Reilly shot up to his feet. “This is insane,” he railed, his hands cutting the air emphatically. “We have to move fast. We’ve got a crime scene to process. We’ve got an unexploded bomb to analyze. We may have prints in the cars and in the archives and vidcaps on CCTV footage. We need to get a BOLO out to all ports of entry, we need to liaise with Interpol.” He focused on Delpiero. “Don’t cut off your nose to spite your face. I know you’re pissed off. So am I. But I can help, and I’m here now. You can use FBI resources on this and you can’t afford to wait until they figure out who to send and fly them over. He could be long gone by then.”
Delpiero seemed unmoved by Reilly’s plea. Three chairs away, however, Brugnone cleared his throat conspicuously, drawing everyone’s attention as he rose out of his seat.

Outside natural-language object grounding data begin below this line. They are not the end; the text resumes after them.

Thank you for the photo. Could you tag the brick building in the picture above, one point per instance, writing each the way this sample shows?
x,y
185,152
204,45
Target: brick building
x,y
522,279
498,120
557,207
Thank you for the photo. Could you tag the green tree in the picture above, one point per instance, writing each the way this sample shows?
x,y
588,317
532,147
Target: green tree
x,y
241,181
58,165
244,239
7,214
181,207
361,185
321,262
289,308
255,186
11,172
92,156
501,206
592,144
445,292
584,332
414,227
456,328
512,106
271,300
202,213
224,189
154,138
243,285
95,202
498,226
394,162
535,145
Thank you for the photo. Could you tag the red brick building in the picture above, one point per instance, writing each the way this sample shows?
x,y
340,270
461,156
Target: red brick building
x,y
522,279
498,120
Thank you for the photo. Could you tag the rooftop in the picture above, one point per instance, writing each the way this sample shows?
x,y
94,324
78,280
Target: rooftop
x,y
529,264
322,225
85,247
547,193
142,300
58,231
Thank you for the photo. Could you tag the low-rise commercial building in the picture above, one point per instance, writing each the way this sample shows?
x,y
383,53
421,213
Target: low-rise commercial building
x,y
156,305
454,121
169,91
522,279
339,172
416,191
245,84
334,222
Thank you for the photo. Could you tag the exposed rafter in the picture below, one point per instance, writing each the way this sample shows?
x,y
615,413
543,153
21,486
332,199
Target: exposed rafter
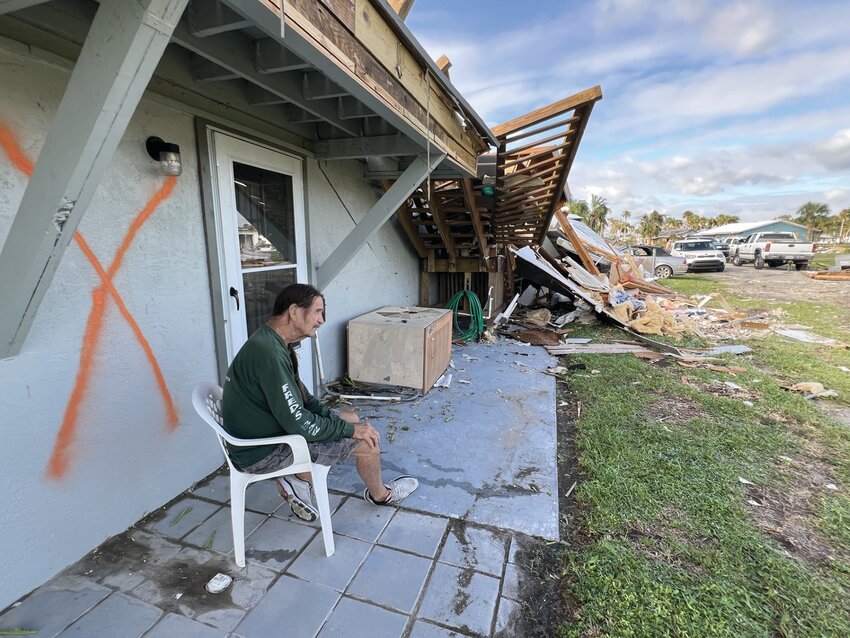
x,y
361,147
532,165
236,53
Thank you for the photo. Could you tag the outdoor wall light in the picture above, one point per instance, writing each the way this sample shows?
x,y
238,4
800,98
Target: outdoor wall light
x,y
168,155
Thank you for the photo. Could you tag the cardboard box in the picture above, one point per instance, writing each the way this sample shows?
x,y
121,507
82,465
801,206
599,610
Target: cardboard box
x,y
406,346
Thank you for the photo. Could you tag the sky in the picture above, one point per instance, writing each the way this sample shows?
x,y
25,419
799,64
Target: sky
x,y
714,106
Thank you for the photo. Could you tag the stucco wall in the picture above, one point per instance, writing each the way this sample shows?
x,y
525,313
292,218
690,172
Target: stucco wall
x,y
384,272
68,482
120,458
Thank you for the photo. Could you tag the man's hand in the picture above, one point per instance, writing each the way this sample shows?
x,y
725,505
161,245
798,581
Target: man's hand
x,y
365,432
349,415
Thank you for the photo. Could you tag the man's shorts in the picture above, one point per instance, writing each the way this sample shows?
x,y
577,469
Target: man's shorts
x,y
324,453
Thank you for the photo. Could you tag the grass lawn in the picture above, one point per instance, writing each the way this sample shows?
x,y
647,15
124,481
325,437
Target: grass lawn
x,y
698,514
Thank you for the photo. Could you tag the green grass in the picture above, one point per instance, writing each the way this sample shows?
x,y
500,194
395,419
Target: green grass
x,y
824,259
668,545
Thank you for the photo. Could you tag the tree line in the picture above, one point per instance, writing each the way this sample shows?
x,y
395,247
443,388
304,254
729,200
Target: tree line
x,y
597,214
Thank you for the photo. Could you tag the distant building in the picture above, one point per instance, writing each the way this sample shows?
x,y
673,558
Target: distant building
x,y
674,233
744,229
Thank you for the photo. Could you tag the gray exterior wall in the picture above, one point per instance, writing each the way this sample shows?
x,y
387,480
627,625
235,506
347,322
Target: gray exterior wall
x,y
384,272
124,460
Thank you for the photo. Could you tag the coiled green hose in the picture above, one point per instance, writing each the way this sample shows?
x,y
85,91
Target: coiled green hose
x,y
476,323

“Let’s not rush into anything.” He slid a glance at Reilly and said, “Agent Reilly. Walk with me to my chambers, won’t you?”
Delpiero shot to his feet. “Eminenza Vostra,”—Your Eminence—”begging your forgiveness, but … what are you doing? This man should be under arrest.”
Brugnone stilled him with a languid flick of his hand that, however understated, carried great authority. “Predersela con calma.” Calm down.
It was enough to stop Delpiero in his tracks.
Reilly got up, glanced uncertainly at Tilden and at Delpiero, and followed the cardinal out.